Somewhere during the check ride personal minimums will come up. Interestingly some people have never thought about them. Some make them up on the spot. Others will tell me something but we actually go fly the check ride busting those minimums they've established.
For example, we'll be talking about the weather and I'll ask what would be the lowest ceiling and visibility they would fly this cross country on. I'll hear "Oh, I've never thought about it, clear skies and say no less that 15 miles?" and yet we take off on the check ride with the ceiling at 2500 feet and vis at 3-4 miles. I'll ask about winds. "I don't fly with winds gusting over 15 knots and no more than a 7-8 knot crosswind" but yet we launch on the check ride with winds gusting to 25.
Fuel minimums: Almost everyone tell me they double the FAA requirements for fuel reserve. But you know what the number one reason engine failure is? Fuel starvation and/or fuel mismanagement. Do know how close to the destination they get before they run out of fuel? Within 5 miles. This tells me we don't really follow our personal minimums or we don't know how to correctly plan a cross country and/or operate our fuel system.
Personal Minimum keep us within our skill set, they keep us safe. Personal Minimums can change as you build knowledge, skill and experience. They can change up or down for different situations. For example, you just got checked out in a new airplane and you're not as comfortable with cross winds as your old airplane. You're flying a cross country at night. Will your weather and fuel mins be the same as during the day? Maybe you got that new instrument rating. Should you launch off when the weather is 200x1/2. Remember just because it's legal doesn't mean it's safe.
Are you doing it correctly??????
Unusual attitude recovery are required on the private, Instrument, CFII and ATP check rides. The biggest problem I see during the recovery is how the applicant uses power. On the nose up recovery, add full power. Nose low, power to idle.
For the most part, private pilot applicant do very well. I've seen a trend with a couple of items
Oral: Stalls and Spins. I'm being told that stall recovery is a function of airspeed. It's not, it's all about angle of attack. I'm also having problem with applicants not knowing how to recover from a spin. I was once told several years ago that the applicants airplane wasn't certified for spins so she didn't need to know how to recover from one.

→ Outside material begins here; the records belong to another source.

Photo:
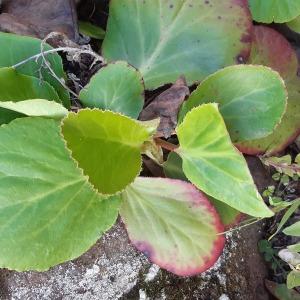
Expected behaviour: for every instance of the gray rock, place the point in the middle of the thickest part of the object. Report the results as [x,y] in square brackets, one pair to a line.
[113,269]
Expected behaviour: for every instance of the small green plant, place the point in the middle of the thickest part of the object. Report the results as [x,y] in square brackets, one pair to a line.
[65,176]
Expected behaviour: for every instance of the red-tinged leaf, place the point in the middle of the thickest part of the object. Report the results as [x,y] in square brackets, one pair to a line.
[270,48]
[173,223]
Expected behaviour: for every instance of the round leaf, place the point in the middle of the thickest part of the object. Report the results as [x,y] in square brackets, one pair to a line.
[278,11]
[167,39]
[117,87]
[173,224]
[173,169]
[17,87]
[49,213]
[212,163]
[36,108]
[107,146]
[272,49]
[252,99]
[15,48]
[294,24]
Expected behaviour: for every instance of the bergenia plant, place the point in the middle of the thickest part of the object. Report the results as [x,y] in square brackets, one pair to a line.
[65,176]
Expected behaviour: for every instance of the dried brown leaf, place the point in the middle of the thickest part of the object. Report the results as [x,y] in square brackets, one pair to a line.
[166,107]
[38,17]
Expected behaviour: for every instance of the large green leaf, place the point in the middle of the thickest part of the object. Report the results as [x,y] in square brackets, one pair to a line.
[272,49]
[17,87]
[117,87]
[15,48]
[167,39]
[212,163]
[173,224]
[36,108]
[173,169]
[49,213]
[279,11]
[252,99]
[107,146]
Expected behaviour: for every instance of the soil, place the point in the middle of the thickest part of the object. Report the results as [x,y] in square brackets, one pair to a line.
[113,269]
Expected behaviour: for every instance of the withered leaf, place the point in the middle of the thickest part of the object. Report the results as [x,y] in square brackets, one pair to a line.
[38,17]
[166,107]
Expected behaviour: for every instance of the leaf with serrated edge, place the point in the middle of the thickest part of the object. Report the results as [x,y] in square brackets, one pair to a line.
[16,48]
[214,165]
[107,146]
[17,87]
[37,108]
[167,39]
[278,11]
[173,224]
[251,107]
[117,87]
[272,49]
[173,169]
[49,213]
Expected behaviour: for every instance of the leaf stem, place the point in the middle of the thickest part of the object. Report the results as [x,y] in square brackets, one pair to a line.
[166,145]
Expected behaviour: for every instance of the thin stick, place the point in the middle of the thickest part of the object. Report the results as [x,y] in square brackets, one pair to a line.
[239,227]
[60,49]
[166,145]
[47,64]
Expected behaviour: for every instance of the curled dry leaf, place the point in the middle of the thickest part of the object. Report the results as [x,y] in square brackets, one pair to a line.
[166,106]
[38,18]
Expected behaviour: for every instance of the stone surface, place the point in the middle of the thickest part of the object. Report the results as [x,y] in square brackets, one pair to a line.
[113,269]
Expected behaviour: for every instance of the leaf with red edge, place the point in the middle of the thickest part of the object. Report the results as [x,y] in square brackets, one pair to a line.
[270,48]
[229,216]
[173,223]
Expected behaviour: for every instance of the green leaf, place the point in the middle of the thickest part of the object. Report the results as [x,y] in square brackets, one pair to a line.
[270,48]
[173,169]
[17,87]
[213,164]
[107,146]
[294,24]
[293,230]
[173,224]
[278,11]
[37,108]
[294,248]
[49,213]
[91,30]
[229,216]
[252,99]
[293,279]
[15,48]
[117,87]
[167,39]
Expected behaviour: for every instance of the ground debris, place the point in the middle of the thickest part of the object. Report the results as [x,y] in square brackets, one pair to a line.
[38,18]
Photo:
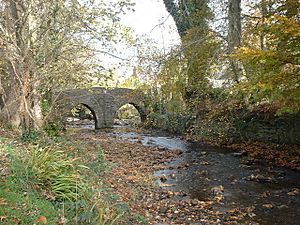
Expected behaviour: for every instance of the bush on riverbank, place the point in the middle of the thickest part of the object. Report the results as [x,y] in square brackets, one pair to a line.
[50,185]
[227,124]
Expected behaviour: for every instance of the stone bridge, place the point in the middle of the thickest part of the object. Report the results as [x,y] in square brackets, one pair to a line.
[103,103]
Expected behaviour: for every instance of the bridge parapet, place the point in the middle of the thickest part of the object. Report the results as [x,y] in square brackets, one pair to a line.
[103,103]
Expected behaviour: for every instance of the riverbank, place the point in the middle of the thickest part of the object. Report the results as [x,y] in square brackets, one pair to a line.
[123,179]
[133,181]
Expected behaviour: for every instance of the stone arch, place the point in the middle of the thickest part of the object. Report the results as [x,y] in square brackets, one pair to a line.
[93,113]
[139,108]
[103,103]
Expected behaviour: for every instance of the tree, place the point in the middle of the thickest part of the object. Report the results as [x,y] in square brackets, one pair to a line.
[234,35]
[50,44]
[271,54]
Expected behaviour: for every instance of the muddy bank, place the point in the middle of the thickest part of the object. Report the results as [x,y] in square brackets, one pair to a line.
[175,182]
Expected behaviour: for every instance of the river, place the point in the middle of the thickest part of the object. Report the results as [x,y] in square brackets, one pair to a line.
[204,172]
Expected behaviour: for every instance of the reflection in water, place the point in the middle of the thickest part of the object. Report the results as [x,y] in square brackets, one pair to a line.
[272,191]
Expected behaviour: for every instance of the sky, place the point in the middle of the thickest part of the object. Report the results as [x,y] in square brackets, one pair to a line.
[151,18]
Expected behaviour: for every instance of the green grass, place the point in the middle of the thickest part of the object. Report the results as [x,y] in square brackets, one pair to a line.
[25,208]
[47,178]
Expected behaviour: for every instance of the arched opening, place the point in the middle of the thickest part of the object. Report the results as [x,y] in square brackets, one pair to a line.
[128,115]
[81,116]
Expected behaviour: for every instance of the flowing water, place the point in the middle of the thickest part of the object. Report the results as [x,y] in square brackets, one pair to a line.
[201,170]
[273,192]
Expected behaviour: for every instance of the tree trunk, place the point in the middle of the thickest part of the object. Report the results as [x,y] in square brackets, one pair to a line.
[234,35]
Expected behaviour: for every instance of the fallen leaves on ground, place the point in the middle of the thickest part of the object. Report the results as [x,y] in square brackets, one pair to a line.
[133,181]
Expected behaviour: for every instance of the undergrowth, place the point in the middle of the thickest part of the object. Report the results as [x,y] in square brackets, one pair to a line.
[55,181]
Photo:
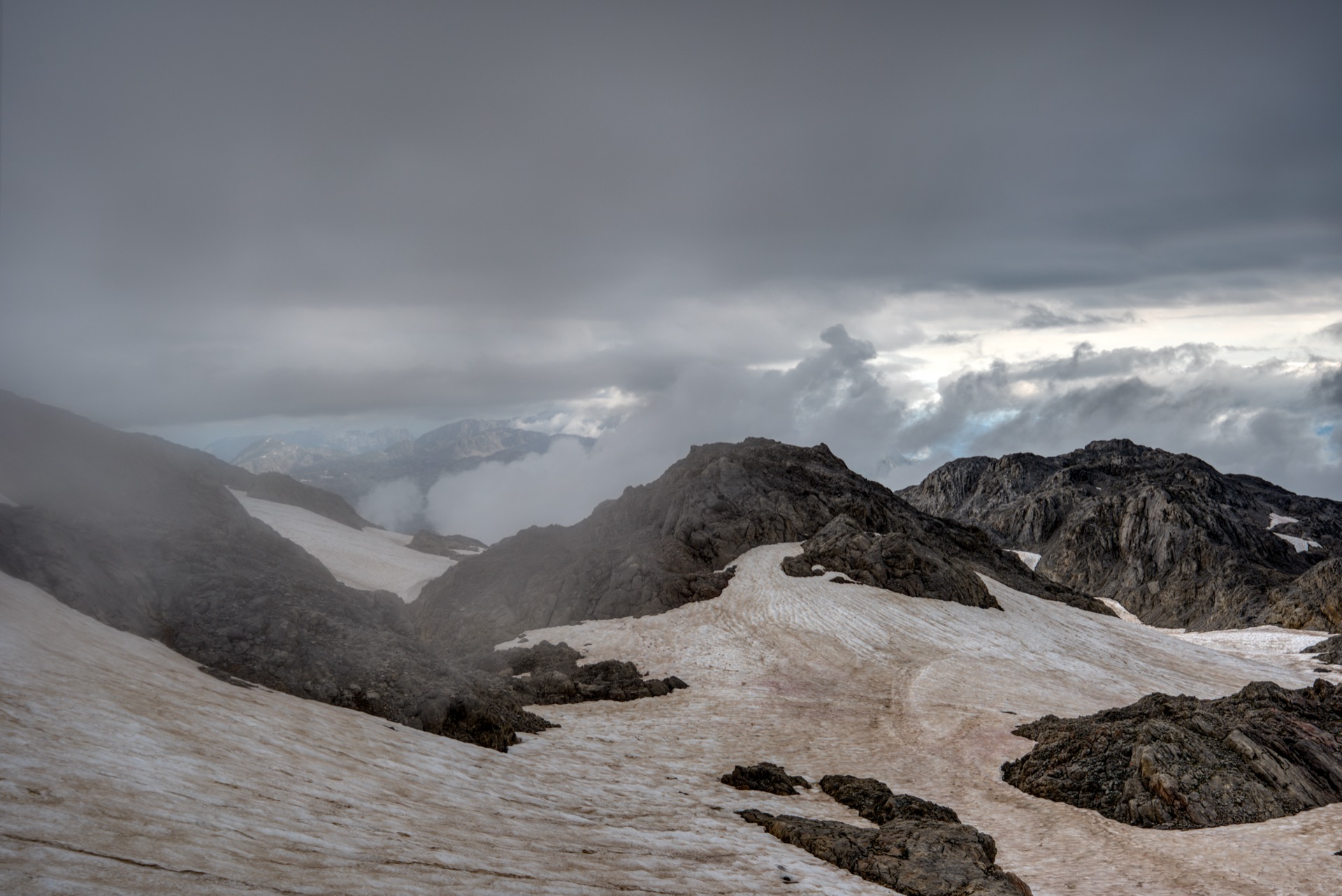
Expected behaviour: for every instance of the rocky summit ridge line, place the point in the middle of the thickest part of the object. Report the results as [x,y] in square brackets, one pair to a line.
[1169,537]
[670,542]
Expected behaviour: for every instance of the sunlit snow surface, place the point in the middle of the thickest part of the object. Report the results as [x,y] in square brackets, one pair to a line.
[1301,545]
[124,770]
[368,558]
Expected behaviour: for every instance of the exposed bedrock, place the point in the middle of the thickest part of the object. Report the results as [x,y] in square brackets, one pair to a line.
[878,804]
[921,849]
[765,777]
[1327,651]
[1174,541]
[923,556]
[1183,763]
[145,537]
[554,675]
[893,563]
[659,547]
[454,547]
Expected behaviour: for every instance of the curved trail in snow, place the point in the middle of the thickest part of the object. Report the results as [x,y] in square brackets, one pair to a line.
[125,770]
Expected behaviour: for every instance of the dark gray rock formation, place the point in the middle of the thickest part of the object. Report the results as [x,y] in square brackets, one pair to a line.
[895,563]
[438,545]
[920,855]
[1167,535]
[554,675]
[144,535]
[1327,651]
[765,777]
[449,449]
[1181,763]
[1313,600]
[658,547]
[926,557]
[878,804]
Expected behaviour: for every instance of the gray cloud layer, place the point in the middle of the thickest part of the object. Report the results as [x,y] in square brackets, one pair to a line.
[227,211]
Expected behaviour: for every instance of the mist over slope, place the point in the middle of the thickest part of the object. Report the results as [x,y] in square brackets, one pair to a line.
[1174,540]
[144,535]
[391,486]
[672,541]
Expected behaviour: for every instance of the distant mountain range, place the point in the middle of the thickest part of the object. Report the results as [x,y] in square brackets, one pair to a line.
[351,442]
[449,449]
[1169,537]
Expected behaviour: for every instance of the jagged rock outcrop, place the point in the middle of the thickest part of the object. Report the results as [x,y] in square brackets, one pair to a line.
[554,675]
[668,544]
[1311,600]
[144,535]
[453,547]
[1167,535]
[920,848]
[1327,651]
[923,556]
[907,565]
[878,804]
[1183,763]
[765,777]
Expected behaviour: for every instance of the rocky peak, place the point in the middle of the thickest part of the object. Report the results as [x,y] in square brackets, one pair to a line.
[1168,535]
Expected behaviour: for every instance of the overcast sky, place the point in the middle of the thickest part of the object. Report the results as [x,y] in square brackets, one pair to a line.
[907,230]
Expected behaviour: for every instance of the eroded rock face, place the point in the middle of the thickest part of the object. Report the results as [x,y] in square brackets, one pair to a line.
[765,777]
[1183,763]
[144,535]
[923,556]
[893,563]
[1167,535]
[658,547]
[438,545]
[554,677]
[918,856]
[1327,651]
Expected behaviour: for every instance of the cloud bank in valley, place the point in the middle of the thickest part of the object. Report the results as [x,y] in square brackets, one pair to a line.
[1039,224]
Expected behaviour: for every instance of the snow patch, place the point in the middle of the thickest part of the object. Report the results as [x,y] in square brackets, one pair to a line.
[120,763]
[1301,545]
[369,558]
[1030,558]
[1123,611]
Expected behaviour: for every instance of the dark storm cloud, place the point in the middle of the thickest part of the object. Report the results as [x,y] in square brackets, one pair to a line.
[176,176]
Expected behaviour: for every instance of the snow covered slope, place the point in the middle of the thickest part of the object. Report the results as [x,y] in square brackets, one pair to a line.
[368,558]
[124,770]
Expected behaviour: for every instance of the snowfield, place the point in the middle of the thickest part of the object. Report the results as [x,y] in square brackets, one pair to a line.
[125,770]
[369,560]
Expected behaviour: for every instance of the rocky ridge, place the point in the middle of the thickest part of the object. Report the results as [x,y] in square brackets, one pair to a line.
[925,557]
[1167,535]
[670,542]
[1183,763]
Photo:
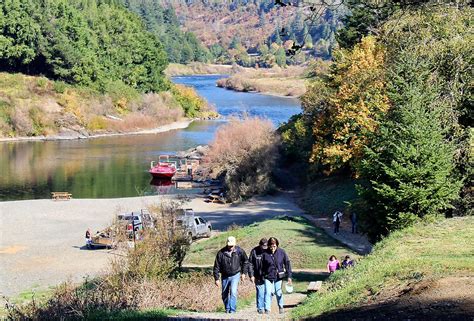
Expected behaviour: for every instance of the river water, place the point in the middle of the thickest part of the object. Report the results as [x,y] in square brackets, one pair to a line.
[109,167]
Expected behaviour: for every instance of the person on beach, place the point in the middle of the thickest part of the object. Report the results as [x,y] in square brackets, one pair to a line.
[336,220]
[232,264]
[333,264]
[354,222]
[256,273]
[276,266]
[347,262]
[88,238]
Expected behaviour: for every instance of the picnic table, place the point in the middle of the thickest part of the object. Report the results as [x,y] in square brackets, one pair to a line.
[314,286]
[60,196]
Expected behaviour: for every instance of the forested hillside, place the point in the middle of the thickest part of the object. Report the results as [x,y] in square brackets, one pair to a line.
[93,43]
[258,32]
[94,67]
[181,47]
[394,112]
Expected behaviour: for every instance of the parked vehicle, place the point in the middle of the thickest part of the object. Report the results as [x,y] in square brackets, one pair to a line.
[195,226]
[137,220]
[101,239]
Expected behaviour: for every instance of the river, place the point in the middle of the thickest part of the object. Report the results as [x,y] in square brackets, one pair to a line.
[116,166]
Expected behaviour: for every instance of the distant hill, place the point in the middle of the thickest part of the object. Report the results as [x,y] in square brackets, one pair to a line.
[234,30]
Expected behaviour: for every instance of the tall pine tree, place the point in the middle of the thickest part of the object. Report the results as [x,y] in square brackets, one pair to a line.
[409,165]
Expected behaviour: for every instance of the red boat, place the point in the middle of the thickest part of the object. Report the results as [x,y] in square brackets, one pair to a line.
[163,169]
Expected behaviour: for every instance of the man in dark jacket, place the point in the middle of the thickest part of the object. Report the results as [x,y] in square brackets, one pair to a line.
[232,263]
[276,266]
[256,272]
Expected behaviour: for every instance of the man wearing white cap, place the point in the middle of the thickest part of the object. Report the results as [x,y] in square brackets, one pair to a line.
[232,264]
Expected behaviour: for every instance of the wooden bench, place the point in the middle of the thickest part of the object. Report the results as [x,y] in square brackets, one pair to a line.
[314,286]
[61,196]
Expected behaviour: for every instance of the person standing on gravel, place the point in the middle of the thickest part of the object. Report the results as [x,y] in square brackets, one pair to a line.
[336,220]
[256,273]
[276,266]
[232,264]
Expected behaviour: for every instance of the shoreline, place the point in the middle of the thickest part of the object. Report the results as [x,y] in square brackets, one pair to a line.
[160,129]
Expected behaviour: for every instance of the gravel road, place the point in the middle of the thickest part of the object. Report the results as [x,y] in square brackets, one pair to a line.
[42,241]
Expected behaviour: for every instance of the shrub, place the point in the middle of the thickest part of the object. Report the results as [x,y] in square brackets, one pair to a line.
[21,122]
[189,100]
[97,123]
[243,154]
[59,87]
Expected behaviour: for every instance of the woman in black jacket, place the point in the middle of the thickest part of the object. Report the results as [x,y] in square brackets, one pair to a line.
[276,266]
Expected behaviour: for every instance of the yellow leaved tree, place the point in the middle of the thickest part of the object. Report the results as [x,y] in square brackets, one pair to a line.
[346,105]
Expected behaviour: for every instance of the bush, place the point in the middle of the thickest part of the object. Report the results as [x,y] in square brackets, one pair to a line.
[243,154]
[189,100]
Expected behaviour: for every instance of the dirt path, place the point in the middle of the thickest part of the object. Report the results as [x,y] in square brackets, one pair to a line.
[250,312]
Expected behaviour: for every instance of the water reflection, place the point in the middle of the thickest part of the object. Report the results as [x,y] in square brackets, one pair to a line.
[117,166]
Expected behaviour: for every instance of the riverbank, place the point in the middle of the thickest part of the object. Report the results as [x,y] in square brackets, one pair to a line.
[282,82]
[71,135]
[198,68]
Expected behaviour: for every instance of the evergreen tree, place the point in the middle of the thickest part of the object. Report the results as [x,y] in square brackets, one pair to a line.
[409,165]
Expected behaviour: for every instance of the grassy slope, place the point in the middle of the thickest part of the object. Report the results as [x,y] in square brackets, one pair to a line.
[426,251]
[306,245]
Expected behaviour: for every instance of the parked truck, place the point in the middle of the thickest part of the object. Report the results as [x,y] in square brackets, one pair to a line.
[195,226]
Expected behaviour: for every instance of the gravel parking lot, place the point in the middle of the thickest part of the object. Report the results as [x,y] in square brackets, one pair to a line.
[42,241]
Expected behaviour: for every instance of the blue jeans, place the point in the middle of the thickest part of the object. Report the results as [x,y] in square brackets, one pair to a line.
[260,287]
[273,287]
[229,292]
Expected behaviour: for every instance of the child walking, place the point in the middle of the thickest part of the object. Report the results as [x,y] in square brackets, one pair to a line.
[333,264]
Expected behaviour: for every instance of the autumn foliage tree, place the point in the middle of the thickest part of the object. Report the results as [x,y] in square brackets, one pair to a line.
[243,154]
[346,105]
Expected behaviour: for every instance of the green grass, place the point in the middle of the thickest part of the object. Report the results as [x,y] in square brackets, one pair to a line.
[423,252]
[306,245]
[326,195]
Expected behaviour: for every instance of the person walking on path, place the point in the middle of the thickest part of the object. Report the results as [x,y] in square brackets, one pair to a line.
[347,262]
[88,238]
[276,266]
[333,264]
[336,220]
[232,264]
[256,273]
[354,222]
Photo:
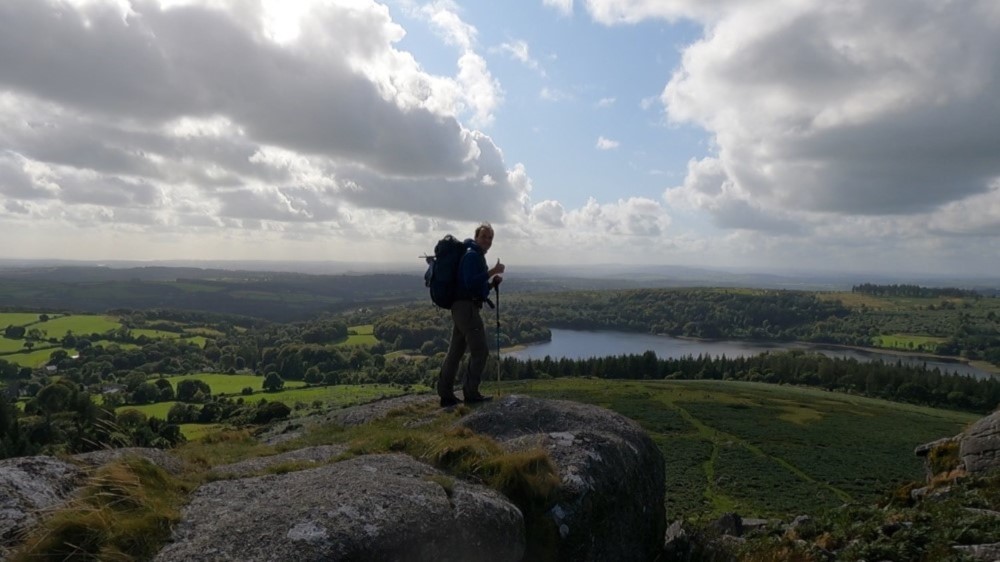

Flight: Three problems areas. First the new one. It really hasn't been an issue until last year. And that is Flight with reference to the instruments or flying under the hood. I've been using the same scenario for 12 years and yet the word hasn't gotten out. The scenario is......You're flying home and you're down to 1000 feet and the ceiling and visibility keep getting lower and lower. What are you going to do? Some applicants have problems figuring out what to do. I've been told by some that they would continue lower until they where out of the clouds. The other problem with flying under the hood is aircraft control. The PTS requirements are very generous with altitude +/- 200 ft, heading +/- 20 etc. Unfortunately, I've seen several applicants in the past year who where unable to keep the aircraft under control and within the PTS requirements. This usually has to do with a poor instrument scan. If you're an instructor don't just put them under the hood without a way to systematically scan the instruments. You want to teach the scan so the pilot knows what instruments to look at and when.
The second problem area is stalls and spins. I've been spun a couple times last year. Both times I had to recover. The problem seems to be the lack of, or incorrect use of, the rudder.
Third problem area is take off, landings and go-arounds. I've written a lot about these in earlier blogs so I won't rehash them here but most of the problems have to do with poor cross wind correction and failure to establish a stabilized approach. Go-around problems: failure to add full power before retracting the flaps and gear, allowing the nose to pitch up uncontrollable after adding power, and failure to maintain coordination.
I'm see some reoccurring problems on private, commercial and CFI helicopter rides. They are basic knowledge and stick skills issues or in other words, things that should be a problem by check ride time. So let me get on with it.....
Oral: Emergency procedures. For example: Low G recover, Recovery from RBS, Settling with power and LTE. With the exception of Settling with Power, we can't train and test these so it's imperative that we know how to recover correctly from memory.
Flight: Auto-rotations: Number 1 failure item, failure to maintain RRPM within limits. Number 2 item, failure to establish a stabilized Auto-rotation. I usually see an unstable auto on the 180s. Poor pitch control leading to poor airspeed control and chasing RRPM are usually the result.